Report: Healthcare Systems Need to Improve IoT Device Security

March 17, 2020
Devices such as X-Ray machines often run end-of-life operating systems with known vulnerabilities, according to Palo Alto Networks’ Unit 42 research team

Many healthcare organizations are continuing to display poor network security hygiene, according to a study from vendor Palo Alto Networks’ Unit 42 research team. For instance, they found that 83 percent of all medical imaging systems they studied run on end-of-life operating systems with known vulnerabilities and no security updates or patch support.

Unit 42 threat intelligence and IoT security experts analyzed security incidents throughout 2018 and 2019 across 1.2 million IoT devices in the United States and collected them in their 2020 Unit 42 IoT Threat Report.

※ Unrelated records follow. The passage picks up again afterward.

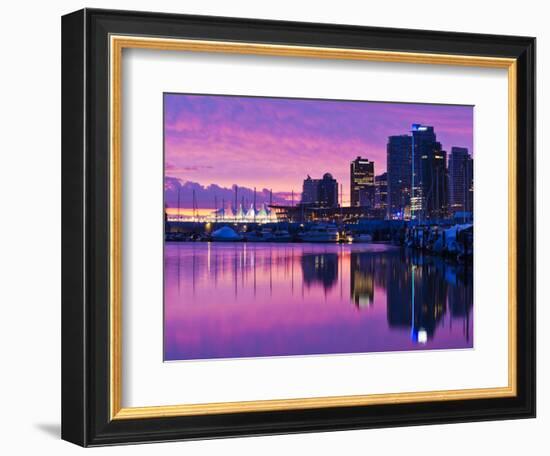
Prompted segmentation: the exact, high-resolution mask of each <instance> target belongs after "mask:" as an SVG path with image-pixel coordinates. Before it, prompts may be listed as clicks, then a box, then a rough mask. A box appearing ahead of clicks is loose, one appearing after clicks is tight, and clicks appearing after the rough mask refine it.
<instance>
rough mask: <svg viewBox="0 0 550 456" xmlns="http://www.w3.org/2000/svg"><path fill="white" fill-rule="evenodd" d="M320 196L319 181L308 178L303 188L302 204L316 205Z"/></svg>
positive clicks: (306, 180)
mask: <svg viewBox="0 0 550 456" xmlns="http://www.w3.org/2000/svg"><path fill="white" fill-rule="evenodd" d="M318 196H319V179H312V178H311V176H309V174H308V176H307V178H305V179H304V184H303V187H302V204H315V203H316V202H317V198H318Z"/></svg>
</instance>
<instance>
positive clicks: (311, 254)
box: [301, 253, 338, 291]
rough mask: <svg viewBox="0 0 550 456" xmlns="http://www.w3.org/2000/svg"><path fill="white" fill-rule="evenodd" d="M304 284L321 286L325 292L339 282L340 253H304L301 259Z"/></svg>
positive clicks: (306, 285) (310, 286)
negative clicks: (338, 277) (321, 285)
mask: <svg viewBox="0 0 550 456" xmlns="http://www.w3.org/2000/svg"><path fill="white" fill-rule="evenodd" d="M301 263H302V273H303V278H304V284H305V285H306V286H307V287H311V286H313V285H315V284H321V285H322V286H323V288H324V290H325V291H328V290H330V289H331V288H332V287H334V286H335V285H336V284H337V282H338V253H304V254H303V255H302V257H301Z"/></svg>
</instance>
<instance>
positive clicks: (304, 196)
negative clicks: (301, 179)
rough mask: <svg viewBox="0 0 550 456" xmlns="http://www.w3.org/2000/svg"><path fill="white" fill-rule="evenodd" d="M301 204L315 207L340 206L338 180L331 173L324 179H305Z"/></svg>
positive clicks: (331, 206)
mask: <svg viewBox="0 0 550 456" xmlns="http://www.w3.org/2000/svg"><path fill="white" fill-rule="evenodd" d="M301 204H303V205H307V206H315V207H326V208H334V207H338V182H337V181H336V179H334V178H333V177H332V175H331V174H330V173H325V174H324V175H323V178H322V179H312V178H311V177H310V176H309V175H308V176H307V178H306V179H304V183H303V187H302V201H301Z"/></svg>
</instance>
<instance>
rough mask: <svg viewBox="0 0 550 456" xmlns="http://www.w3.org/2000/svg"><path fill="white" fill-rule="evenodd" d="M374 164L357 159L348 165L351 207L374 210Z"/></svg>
mask: <svg viewBox="0 0 550 456" xmlns="http://www.w3.org/2000/svg"><path fill="white" fill-rule="evenodd" d="M374 194H375V184H374V162H372V161H370V160H368V159H366V158H361V157H357V158H356V159H355V160H353V161H352V162H351V165H350V195H351V206H352V207H353V206H364V207H368V208H374Z"/></svg>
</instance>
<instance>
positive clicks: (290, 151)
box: [162, 93, 487, 361]
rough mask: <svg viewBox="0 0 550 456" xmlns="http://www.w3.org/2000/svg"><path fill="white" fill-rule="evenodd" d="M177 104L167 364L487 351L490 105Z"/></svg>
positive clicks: (168, 302)
mask: <svg viewBox="0 0 550 456" xmlns="http://www.w3.org/2000/svg"><path fill="white" fill-rule="evenodd" d="M162 96H163V116H164V118H163V141H164V144H163V148H164V361H188V360H211V359H223V358H225V359H228V358H256V357H278V356H306V355H335V354H357V353H380V352H396V351H400V352H409V351H417V350H435V349H440V350H451V349H453V350H456V349H472V348H474V343H475V337H474V336H475V334H474V313H475V312H474V302H473V301H474V299H473V298H474V291H473V290H474V283H473V255H474V219H473V214H474V158H473V157H474V148H473V147H474V131H473V130H474V113H475V106H471V105H447V104H425V103H418V104H417V103H399V102H394V101H392V102H386V101H370V100H353V101H352V100H332V99H308V98H281V97H269V96H265V97H263V96H262V97H259V96H240V95H218V94H195V93H163V94H162ZM484 152H487V151H480V153H484ZM476 153H477V152H476ZM476 305H477V303H476Z"/></svg>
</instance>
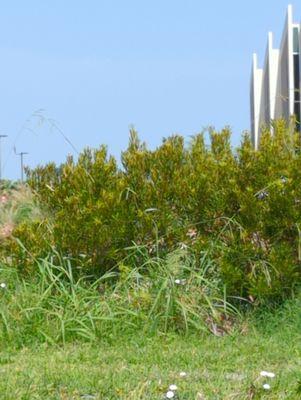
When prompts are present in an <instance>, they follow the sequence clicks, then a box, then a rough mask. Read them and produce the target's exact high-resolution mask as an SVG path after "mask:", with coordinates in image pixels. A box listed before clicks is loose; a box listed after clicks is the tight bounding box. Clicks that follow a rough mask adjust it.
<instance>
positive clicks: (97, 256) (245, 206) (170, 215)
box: [14, 121, 301, 301]
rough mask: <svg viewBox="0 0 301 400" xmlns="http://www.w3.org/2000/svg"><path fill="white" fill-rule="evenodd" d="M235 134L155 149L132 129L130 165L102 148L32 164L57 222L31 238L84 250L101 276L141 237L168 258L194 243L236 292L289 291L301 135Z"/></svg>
mask: <svg viewBox="0 0 301 400" xmlns="http://www.w3.org/2000/svg"><path fill="white" fill-rule="evenodd" d="M230 135H231V133H230V130H229V129H224V130H222V131H221V132H215V131H214V130H210V131H209V136H210V144H209V145H206V142H205V139H204V134H199V135H196V136H195V137H194V138H192V140H191V142H190V144H189V145H187V146H185V144H184V139H183V138H182V137H180V136H172V137H170V138H167V139H164V140H163V143H162V144H161V146H159V147H158V148H157V149H155V150H149V149H148V148H147V147H146V146H145V145H144V144H142V143H141V142H140V141H139V139H138V136H137V133H136V132H135V131H134V130H131V132H130V143H129V147H128V149H127V150H126V151H125V152H124V153H123V154H122V167H119V166H118V164H117V162H116V160H115V159H114V158H113V157H108V155H107V151H106V149H105V147H101V148H100V149H98V150H91V149H86V150H85V151H83V152H82V154H81V155H80V156H79V158H78V160H77V161H74V160H73V158H71V157H69V158H68V159H67V161H66V163H64V164H62V165H61V166H60V167H56V166H55V165H54V164H49V165H46V166H44V167H38V168H36V169H34V170H28V171H27V176H28V184H29V185H30V187H31V188H32V189H33V190H34V192H36V194H37V196H38V198H39V201H40V202H41V204H43V205H44V206H45V207H46V208H47V209H48V210H49V213H50V215H51V226H52V229H48V230H47V229H44V234H43V235H44V237H43V241H41V240H38V241H37V243H36V245H35V243H34V240H32V233H34V232H35V231H36V228H35V227H34V226H28V224H27V225H26V229H25V228H24V227H23V228H22V235H20V236H19V237H20V238H21V239H22V243H23V245H24V246H25V248H27V249H28V251H29V252H30V254H31V255H33V254H34V256H37V257H38V256H40V255H41V254H44V253H45V251H47V249H45V246H46V247H47V243H48V245H49V246H50V244H52V245H53V244H55V247H56V249H57V250H58V251H59V252H60V253H62V254H66V255H68V256H70V257H72V258H73V259H83V257H84V259H85V263H84V265H85V268H86V270H89V273H94V274H96V275H100V274H102V273H104V272H105V271H107V270H109V269H110V268H111V267H113V266H115V265H118V263H119V262H120V260H122V259H123V258H124V257H125V255H126V252H125V250H124V249H125V248H126V247H127V246H130V245H132V243H133V242H135V243H136V244H138V245H140V244H143V245H145V246H146V247H147V248H148V251H149V253H153V252H158V255H160V256H164V254H166V253H167V252H169V251H173V250H175V249H176V248H178V247H182V248H184V247H186V246H188V247H189V248H191V251H192V252H195V253H196V254H199V253H200V252H201V251H204V250H208V251H210V254H211V255H212V257H213V258H214V260H215V261H216V264H217V266H218V273H219V275H220V276H221V278H222V283H223V284H225V285H226V288H227V292H228V294H229V295H233V296H243V297H247V296H249V298H250V299H252V301H253V299H261V298H278V297H279V296H282V295H285V294H288V293H290V292H291V291H292V290H293V289H294V287H295V286H296V285H298V284H299V283H300V281H301V279H300V278H301V277H300V261H301V233H300V230H301V186H300V178H301V155H300V146H299V136H298V135H297V134H294V133H292V132H291V129H290V127H287V126H286V124H285V122H284V121H278V122H276V123H275V124H274V127H273V135H271V134H270V131H269V130H268V129H267V130H266V131H264V132H263V133H262V137H261V147H260V150H259V151H254V150H253V148H252V145H251V142H250V139H249V137H248V135H247V134H246V135H245V136H244V137H243V139H242V143H241V145H240V146H239V148H238V149H236V150H233V149H232V148H231V144H230ZM41 224H42V225H43V221H41ZM40 226H41V225H40ZM48 226H49V225H48ZM19 229H21V228H19ZM26 230H27V231H26ZM30 231H31V233H30ZM24 232H25V233H26V232H28V234H24ZM15 236H18V234H17V232H16V233H15ZM27 238H28V240H27ZM41 242H43V243H44V244H41ZM15 251H16V250H14V253H15Z"/></svg>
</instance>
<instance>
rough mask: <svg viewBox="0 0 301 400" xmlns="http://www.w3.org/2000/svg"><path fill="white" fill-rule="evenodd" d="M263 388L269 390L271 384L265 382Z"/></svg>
mask: <svg viewBox="0 0 301 400" xmlns="http://www.w3.org/2000/svg"><path fill="white" fill-rule="evenodd" d="M262 387H263V388H264V390H270V389H271V386H270V385H269V384H268V383H265V384H264V385H263V386H262Z"/></svg>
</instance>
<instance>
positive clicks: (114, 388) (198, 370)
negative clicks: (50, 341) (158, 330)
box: [0, 315, 301, 400]
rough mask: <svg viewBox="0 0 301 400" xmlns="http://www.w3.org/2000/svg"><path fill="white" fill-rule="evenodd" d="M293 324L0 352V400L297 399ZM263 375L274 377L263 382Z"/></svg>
mask: <svg viewBox="0 0 301 400" xmlns="http://www.w3.org/2000/svg"><path fill="white" fill-rule="evenodd" d="M292 320H293V321H294V318H293V315H291V316H290V317H289V318H288V319H286V318H281V321H280V322H279V321H278V322H277V323H275V321H274V320H273V317H272V318H270V317H269V316H267V319H266V318H264V317H263V318H262V327H260V326H259V327H257V328H255V327H253V325H252V323H250V324H249V331H248V333H246V334H244V335H242V334H238V333H237V334H235V335H232V336H227V337H223V338H218V337H214V336H204V335H202V336H201V335H200V336H196V335H194V336H187V337H179V336H176V335H167V336H161V337H154V338H142V337H141V336H140V335H138V334H137V337H136V338H134V337H132V338H126V337H123V336H122V334H120V339H119V340H118V339H116V338H115V339H114V342H112V343H110V342H108V340H106V341H103V342H96V343H93V344H80V343H79V344H69V345H66V346H65V347H64V348H59V347H53V346H52V347H51V346H44V347H43V346H42V347H41V346H40V347H37V348H35V347H34V346H32V347H31V348H23V349H21V350H2V352H1V365H0V372H1V379H0V398H1V399H7V400H10V399H11V400H17V399H22V400H25V399H30V400H33V399H91V400H92V399H110V400H111V399H112V400H113V399H128V400H130V399H164V398H165V393H166V391H167V389H168V386H169V385H170V384H176V385H177V386H178V391H177V398H178V399H182V400H184V399H198V400H201V399H212V400H213V399H223V400H226V399H277V400H279V399H300V398H301V394H300V393H299V394H298V388H299V386H300V381H301V329H300V317H299V315H297V318H296V322H295V323H293V324H292ZM265 325H266V326H265ZM262 370H267V371H272V372H274V373H275V374H276V377H275V378H274V379H268V378H261V377H260V371H262ZM181 371H185V372H186V373H187V376H186V377H184V378H183V377H180V375H179V373H180V372H181ZM265 382H268V383H269V384H270V385H271V389H270V390H268V391H265V390H263V389H262V385H263V383H265ZM299 389H300V388H299Z"/></svg>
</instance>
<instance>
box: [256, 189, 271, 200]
mask: <svg viewBox="0 0 301 400" xmlns="http://www.w3.org/2000/svg"><path fill="white" fill-rule="evenodd" d="M268 195H269V194H268V192H266V191H265V190H262V191H261V192H259V193H258V194H257V199H258V200H264V199H265V198H267V197H268Z"/></svg>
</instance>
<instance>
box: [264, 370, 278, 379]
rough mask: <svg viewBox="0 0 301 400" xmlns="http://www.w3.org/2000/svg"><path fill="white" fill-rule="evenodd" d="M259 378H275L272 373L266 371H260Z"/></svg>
mask: <svg viewBox="0 0 301 400" xmlns="http://www.w3.org/2000/svg"><path fill="white" fill-rule="evenodd" d="M260 375H261V376H266V377H268V378H275V374H274V372H268V371H261V372H260Z"/></svg>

The researchers found that the general security posture of IoT devices is declining, leaving organizations vulnerable to new IoT-targeted malware as well as older attack techniques that IT teams have long forgotten.

The white paper highlights several weaknesses in the healthcare sector, including staffing and departmental silo issues. For instance, in hospitals, biomedical engineers maintain the medical devices, but they often lack training and resources to follow IT security best practices, the report said. They also don’t maintain the underlying operating systems that power the devices. Because connected devices such as X-Ray machines often run end-of-life operating systems with known vulnerabilities, they pose a high risk to the health system’s operations. New attacks exploit vulnerabilities in the underlying operating system to target medical IoT devices.

 Due to their long lifecycles, medical IoT devices are among the worst offenders of running outdated and, in many cases, end-of-life operating systems, the report said. These devices are neither maintained by IT nor supported by the operating system vendors.

 The most basic IoT risk remediation practice is network segmentation, the Unit 42 research team notes. “Despite this, only 3 percent of all segmented networks or virtual local area networks (VLANs) in the healthcare organizations we studied contained strictly medical IoT devices, and 25 percent contain non-medical IoT devices (IP phones, printers, etc.).”

 Seventy-two percent of healthcare VLANs house a mix of medical IoT devices, generic enterprise IoT devices, and IT devices. So an infected laptop could target surveillance cameras and DICOM viewers found in the same network. “This is low-hanging fruit for healthcare organizations to address this year,” the report concludes.